Les naufragés du Titanic ont eu de la musique à bord mais pas à Macerata
Aucune annonce n’ayant été faite jusqu’alors, c’est avec soulagement que les festivaliers résistants ont tendu l’oreille au premier grésillement du micro pour être vite refroidis par l’annonce : « le spectacle aura lieu mais, à cause d’un problème technique, sans les effets d’éclairages conçus par Christian Zucaro ». La goutte qui a fait déborder le vase ! Furieux, des spectateurs ont commencé à hurler « rimborso » (remboursez !) dans une relative indifférence sur scène car, outre le ballet des balais-sécheurs, personne n’est venu mouiller la chemise. Après encore 10 bonnes minutes d’attente et de bronca, la sovrintendente Lucia Chiatti est enfin montée sur scène pour dire : « vous serez remboursés mais le spectacle est annulé ! ». La volte-face a provoqué le tollé et des huées de toute part.
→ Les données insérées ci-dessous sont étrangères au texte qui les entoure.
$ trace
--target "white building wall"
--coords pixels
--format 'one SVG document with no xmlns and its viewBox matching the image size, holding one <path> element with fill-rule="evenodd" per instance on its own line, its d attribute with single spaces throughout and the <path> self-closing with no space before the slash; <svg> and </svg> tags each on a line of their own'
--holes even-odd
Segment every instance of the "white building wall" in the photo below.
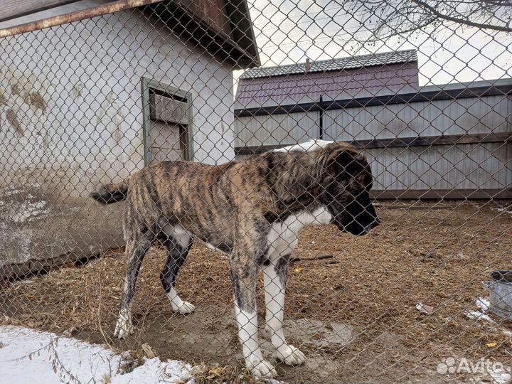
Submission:
<svg viewBox="0 0 512 384">
<path fill-rule="evenodd" d="M 1 38 L 0 63 L 6 275 L 124 244 L 123 204 L 102 207 L 88 195 L 144 166 L 142 77 L 192 95 L 196 161 L 234 157 L 232 68 L 138 10 Z"/>
<path fill-rule="evenodd" d="M 234 157 L 232 68 L 137 10 L 0 39 L 0 61 L 7 177 L 81 196 L 142 168 L 142 77 L 192 94 L 196 161 Z"/>
</svg>

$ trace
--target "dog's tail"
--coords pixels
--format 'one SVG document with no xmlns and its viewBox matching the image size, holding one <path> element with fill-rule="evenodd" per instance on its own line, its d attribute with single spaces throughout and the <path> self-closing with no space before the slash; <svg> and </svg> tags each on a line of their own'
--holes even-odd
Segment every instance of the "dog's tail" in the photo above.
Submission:
<svg viewBox="0 0 512 384">
<path fill-rule="evenodd" d="M 127 193 L 128 183 L 127 180 L 124 180 L 120 183 L 105 184 L 97 191 L 92 192 L 89 196 L 96 201 L 106 206 L 107 204 L 122 201 L 127 198 Z"/>
</svg>

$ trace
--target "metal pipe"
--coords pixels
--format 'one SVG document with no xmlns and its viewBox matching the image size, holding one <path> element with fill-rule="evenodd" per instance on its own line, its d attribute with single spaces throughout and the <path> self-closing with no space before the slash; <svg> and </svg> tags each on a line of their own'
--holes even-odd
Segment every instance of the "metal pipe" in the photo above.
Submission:
<svg viewBox="0 0 512 384">
<path fill-rule="evenodd" d="M 83 11 L 78 11 L 76 12 L 50 17 L 43 20 L 38 20 L 37 21 L 31 21 L 25 24 L 20 24 L 19 26 L 11 28 L 0 29 L 0 38 L 12 36 L 19 33 L 43 29 L 45 28 L 61 26 L 63 24 L 73 23 L 73 21 L 79 21 L 80 20 L 91 18 L 107 14 L 113 14 L 114 12 L 123 11 L 124 9 L 130 9 L 138 6 L 159 3 L 162 0 L 118 0 L 117 1 L 112 1 L 101 6 L 84 9 Z"/>
<path fill-rule="evenodd" d="M 324 139 L 324 97 L 320 96 L 320 119 L 319 120 L 319 139 Z"/>
</svg>

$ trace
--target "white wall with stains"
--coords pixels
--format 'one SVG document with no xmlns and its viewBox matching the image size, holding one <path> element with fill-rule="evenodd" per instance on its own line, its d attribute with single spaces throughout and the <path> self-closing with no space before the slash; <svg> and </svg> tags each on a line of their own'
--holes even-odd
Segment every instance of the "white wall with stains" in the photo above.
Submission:
<svg viewBox="0 0 512 384">
<path fill-rule="evenodd" d="M 4 272 L 124 243 L 122 203 L 88 194 L 144 166 L 142 77 L 192 94 L 196 161 L 234 158 L 230 65 L 161 21 L 134 9 L 0 39 Z"/>
<path fill-rule="evenodd" d="M 231 67 L 138 10 L 1 39 L 0 62 L 8 176 L 42 168 L 82 196 L 142 168 L 143 76 L 192 94 L 196 161 L 234 157 Z"/>
</svg>

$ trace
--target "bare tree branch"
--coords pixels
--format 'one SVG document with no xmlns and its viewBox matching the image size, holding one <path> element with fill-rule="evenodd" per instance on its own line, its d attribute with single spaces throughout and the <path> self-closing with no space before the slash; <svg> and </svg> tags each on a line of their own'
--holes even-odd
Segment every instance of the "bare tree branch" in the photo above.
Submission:
<svg viewBox="0 0 512 384">
<path fill-rule="evenodd" d="M 431 6 L 430 5 L 427 4 L 427 3 L 425 3 L 423 1 L 421 1 L 420 0 L 410 0 L 415 4 L 417 4 L 419 6 L 421 6 L 427 10 L 429 11 L 432 15 L 434 16 L 442 18 L 443 20 L 447 20 L 448 21 L 453 21 L 454 23 L 460 23 L 462 24 L 465 24 L 466 26 L 474 26 L 476 28 L 481 28 L 484 29 L 492 29 L 494 31 L 499 31 L 501 32 L 512 32 L 512 28 L 506 26 L 496 26 L 496 25 L 492 25 L 492 24 L 484 24 L 481 23 L 476 23 L 474 21 L 471 21 L 470 20 L 464 20 L 462 18 L 458 18 L 458 17 L 453 17 L 448 15 L 444 15 L 442 14 L 441 12 L 439 12 L 433 6 Z"/>
</svg>

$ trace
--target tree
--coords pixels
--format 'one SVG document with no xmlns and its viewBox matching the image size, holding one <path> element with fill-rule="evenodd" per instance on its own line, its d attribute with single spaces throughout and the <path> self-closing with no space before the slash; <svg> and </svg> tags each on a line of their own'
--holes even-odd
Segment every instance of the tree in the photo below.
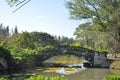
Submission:
<svg viewBox="0 0 120 80">
<path fill-rule="evenodd" d="M 71 0 L 67 8 L 72 19 L 91 19 L 120 42 L 120 0 Z"/>
<path fill-rule="evenodd" d="M 25 6 L 28 2 L 30 2 L 31 0 L 6 0 L 8 5 L 10 5 L 10 7 L 17 7 L 14 11 L 16 12 L 18 9 L 20 9 L 21 7 Z"/>
<path fill-rule="evenodd" d="M 56 46 L 58 44 L 54 37 L 50 34 L 43 32 L 31 32 L 30 34 L 33 37 L 36 48 L 47 45 Z"/>
</svg>

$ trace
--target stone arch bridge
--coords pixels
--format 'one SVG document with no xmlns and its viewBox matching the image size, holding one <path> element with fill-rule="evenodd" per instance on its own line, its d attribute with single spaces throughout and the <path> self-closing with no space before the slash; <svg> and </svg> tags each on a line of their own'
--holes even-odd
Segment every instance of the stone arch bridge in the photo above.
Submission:
<svg viewBox="0 0 120 80">
<path fill-rule="evenodd" d="M 87 48 L 83 48 L 83 47 L 58 46 L 56 48 L 57 50 L 37 54 L 35 56 L 34 64 L 36 66 L 41 66 L 43 65 L 43 62 L 50 57 L 69 54 L 69 55 L 82 57 L 93 65 L 95 53 L 99 54 L 99 52 L 96 52 L 94 50 L 90 50 Z"/>
</svg>

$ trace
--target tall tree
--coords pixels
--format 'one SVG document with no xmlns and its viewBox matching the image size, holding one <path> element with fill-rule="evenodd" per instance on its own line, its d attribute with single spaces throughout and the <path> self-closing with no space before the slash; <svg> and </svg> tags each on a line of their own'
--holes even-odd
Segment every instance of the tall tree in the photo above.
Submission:
<svg viewBox="0 0 120 80">
<path fill-rule="evenodd" d="M 120 0 L 71 0 L 67 2 L 72 19 L 91 19 L 120 42 Z"/>
</svg>

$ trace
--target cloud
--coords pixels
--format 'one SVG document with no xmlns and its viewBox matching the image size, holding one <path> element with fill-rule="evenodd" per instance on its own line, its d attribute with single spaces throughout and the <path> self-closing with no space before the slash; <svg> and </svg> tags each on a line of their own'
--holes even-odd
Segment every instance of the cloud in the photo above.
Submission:
<svg viewBox="0 0 120 80">
<path fill-rule="evenodd" d="M 35 16 L 36 19 L 45 19 L 47 18 L 47 16 L 42 16 L 42 15 L 38 15 L 38 16 Z"/>
</svg>

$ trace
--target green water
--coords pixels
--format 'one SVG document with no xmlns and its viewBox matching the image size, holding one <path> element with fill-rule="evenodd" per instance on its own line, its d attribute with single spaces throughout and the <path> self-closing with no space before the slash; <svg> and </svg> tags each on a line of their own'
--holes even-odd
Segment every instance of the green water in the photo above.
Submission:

Nul ne saura jamais qui de Lucia Chiatti, de Marco Vinco, le directeur artistique, ou de Federico Gagliardi, dépositaire de la mise en scène d’Emma Dante, a pris cette décision dommageable surtout pour les mélomanes venus de loin. Une version de concert un temps envisagée aurait certainement évité le naufrage. Macbeth se serait sans doute acclimaté à ces conditions météo dignes de l’Écosse. Son fantôme laissera un goût prononcé de frustration aux festivaliers prêts à plonger dans le loch mais repartis désespérément bredouilles.